On my way back I stopped to view the area around the Smoo Cave. I opted not to walk down to see the cave as the stairs were formidable and I am really not that into caves. Just before the caves I ran into Mary Lou who if you remember I had met on the bus to Durness. She was staying in the youth hostel and sadly due to her mobility issues she hadn't been able to get to the Spar, Balnakeil or the Craft Village. However, she still seemed to be enjoying herself so that was a good thing. This was going to be her last long trip she told me.
I wasn't sure what to do when I saw these sheep trotting along a side road but in the end I decided not to try calling anybody which is just as well. I think they were just moving from one feeding place to another on their own.
One member of the herd decided to climb a hill and have a good view so we had a staring contest. That's a regular thing I do with sheep. I usually win.
I won!!
No way! I decided not to challenge her again and carried on.

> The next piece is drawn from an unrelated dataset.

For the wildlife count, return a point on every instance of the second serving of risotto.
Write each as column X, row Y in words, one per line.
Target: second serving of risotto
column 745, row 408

By this time I was starting to feel tired. It was just past noon but I hadn't really had a "rest day" since the trip began two weeks earlier. It was also very tiring walking against the wind. So after stopping once again at the Spar for a repeat of yesterday's purchases (but a different flavour of hummus) I carried on back to my B and B. There weren't any places to eat right in the village and while there was a burger stand near the Village Hall I had passed I didn't feel like anything greasy. The Smoo Hotel supposedly was good but I never made it there as it was quite a walk. Besides, with my huge (for me) accommodation costs I just couldn't justify spending a lot on meals and I made sure I ate plenty of the yummy breakfasts at the B and B. I trudged back to the room and rested for the rest of the day. As the day before, there was no one in the lounge so I was able to watch TV, drink another mini bottle of gin and sprite and relax on the comfy sofa.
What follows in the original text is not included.